Regionalismo differenziato, la lezione elvetica
Secondo due politologi l'esperienza del federalismo svizzero può essere utile all'implementazione dell'autonomia regionale in Italia ma va garantita la solidarietà tra territori, come nella Confederazione.
Lo scorso 23 gennaio il Senato italiano ha approvato, tra le proteste dell’opposizione, il disegno di legge sull’autonomia differenziata che, almeno sulla carta, attribuisce vaste competenze alle regioni a statuto ordinario.
Una svolta per certi versi epocale che ridisegna l’assetto istituzionale italiano, costruito con connotati marcatamente centralisti derivati dallo Stato unitario sabaudo nato sotto la spinta risorgimentale. La riforma caldeggiata dalla Lega, che insieme al premierato promosso da Fratelli d’Italia costituisce uno degli obiettivi centrali su cui intende profilarsi l’attuale maggioranza di governo, necessita comunque ancora di ulteriori passaggi e adattamenti, tra cui l’esame dell’altra Camera, prima di vedere la luce.
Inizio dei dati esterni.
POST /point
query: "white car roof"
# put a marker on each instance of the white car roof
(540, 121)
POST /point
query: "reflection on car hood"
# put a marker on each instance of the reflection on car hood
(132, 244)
Il disegno di legge (C 1665)Collegamento esterno, come recita il titolo, attua l’autonomia differenziata nelle 15 regioni a statuto ordinario ai sensi del terzo comma dell’articolo 116 della Costituzione italiana. In sintesi possono venire trasferite a livello periferico, su richiesta delle singole Regioni, 23 materie (tra cui trasporti, sanità, istruzione, energia, sicurezza del lavoro) di rilevanza nazionale.
Preliminarmente lo Stato dovrà definire, attraverso la cabina di regia istituita dalla Legge di bilancio, i LEP (livelli essenziali di prestazioni) per assicurare standard minimi e uniformi su tutto il territorio nazionale. I relativi decreti dovranno essere emanati entro 24 mesi dall’entrata in vigore della legge. Nel frattempo parte la trattativa tra le Regioni interessate e lo Stato (il periodo minimo per raggiungere l’intesa deve essere di almeno cinque mesi).
Sulle materie che passano alle Regioni, queste potranno trattenere una quota del gettito destinato a Roma, per l’importo che è stato precedentemente definito. Il principio di fondo è che dalla riforma non debbano derivare nuovi o maggiori oneri per la finanza pubblica (art. 8 ddl).
È prevista una clausola di salvaguardia che attribuisce allo Stato il potere di subentrare alle Regioni in caso di inadempienza da parte di queste ultime. L’intesa può essere rinnovata dopo dieci anni.
Dal profilo politico e istituzionale, però, il voto di Palazzo Madama dischiude già scenari inediti (e da alcuni temuti) per il futuro.
C’è infatti chi ritiene che il progetto sia insostenibile per la finanza pubblica poiché implicherebbe una moltiplicazione incontrollata dei centri di spesa a livello periferico. E, inoltre, che sia sostanzialmente iniquo poiché aumenterebbe le disparità sociali ed economiche tra territori, in particolare tra regioni virtuose e quelle meno forti finanziariamente.
Sul fronte opposto viene sottolineata l’opportunità offerta dalla quota di gettito fiscale che verrebbe trattenuta dalle regioni, con la quale queste potrebbero finanziare servizi e prestazioni alla popolazione e alle aziende in modo più efficace e diretto rispetto allo Stato centrale.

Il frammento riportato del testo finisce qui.